## Tutorial 3 : Interfacing Graph `Data` with Pytorch Geometric `DataLoader`

In this tutorial, we will learn how to use Pytorch Geometric `DataLoader` to load graph data for mini-batch training. \
Q) Why we want to use Pytorch Geometric `DataLoader`? \
A) It is inherited from Pytorch `DataLoader`, which means it is easy to use + supported by Pytorch community.

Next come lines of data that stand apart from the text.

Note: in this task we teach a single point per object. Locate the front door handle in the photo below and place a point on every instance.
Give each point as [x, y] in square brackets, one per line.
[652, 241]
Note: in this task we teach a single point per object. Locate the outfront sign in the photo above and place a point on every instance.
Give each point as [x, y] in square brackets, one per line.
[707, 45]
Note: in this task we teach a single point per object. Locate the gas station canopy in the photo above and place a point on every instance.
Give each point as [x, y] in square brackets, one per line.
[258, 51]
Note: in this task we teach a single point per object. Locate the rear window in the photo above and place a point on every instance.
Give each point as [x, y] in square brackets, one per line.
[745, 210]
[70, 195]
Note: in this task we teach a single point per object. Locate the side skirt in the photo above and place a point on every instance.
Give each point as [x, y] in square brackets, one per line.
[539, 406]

Let's start the tutorial by implementing graph dataset.

In [1]:
import warnings
warnings.filterwarnings(action='ignore') 

In [2]:
import torch
from torch.utils.data import Dataset
from torch_geometric.utils import erdos_renyi_graph
from torch_geometric.data import Data

In [3]:
def generate_er_graph(num_nodes:int, 
                      edge_prob:float,
                      feat_dim:int=16):
    
    edge_idx = erdos_renyi_graph(num_nodes=num_nodes,edge_prob=edge_prob)
    x = torch.randn(num_nodes, feat_dim)
    y = (x.sum() / num_nodes).view(1,1)
    dummy = torch.randn(num_nodes, 32)
    g = Data(x=x, edge_index=edge_idx, y=y, dummy=dummy)
    return g

In [4]:
class ERDataset(Dataset):
    
    def __init__(self, 
                 num_graphs:int,
                 min_num_nodes: int = 32,
                 max_num_nodes: int = 64,
                 edge_prob: float = 0.3):
        
        num_nodes = torch.randint(min_num_nodes, max_num_nodes, (num_graphs,))
        self.gs = [
            generate_er_graph(num_nodes[i], edge_prob) for i in range(num_graphs)
        ]
        
    def __getitem__(self, index):
        return self.gs[index]
        
    def __len__(self):
        return len(self.gs)

In [5]:
dataset = ERDataset(128)
print(dataset[0])

Data(x=[60, 16], edge_index=[2, 1038], y=[1, 1], dummy=[60, 32])


## PyG `DataLoader`

As mentioned earlier, PyG `DataLoader` is inherited from Pytorch `DataLoader`. Meaning that we can
pass any arguments or keyword agruments that Pytorch `DataLoader` supports. Furthermore, PyG `DataLoader`
supports graph (mini) batching using custom `collate_fn` -- basically, an well engineering version of `Batch.from_data_list`.

In [6]:
from torch_geometric.data import DataLoader

dataloader = DataLoader(dataset, 
                        follow_batch=['batch'], # we can specify which attributes to follow to form "batch" attribute
                        exclude_keys=['dummy'], # we can specify which attributes can be excluded from the batch
                        batch_size=32, shuffle=True)
batched_g = next(iter(dataloader))

print(batched_g)
print(f'Number of graphs in batch: {batched_g.num_graphs}')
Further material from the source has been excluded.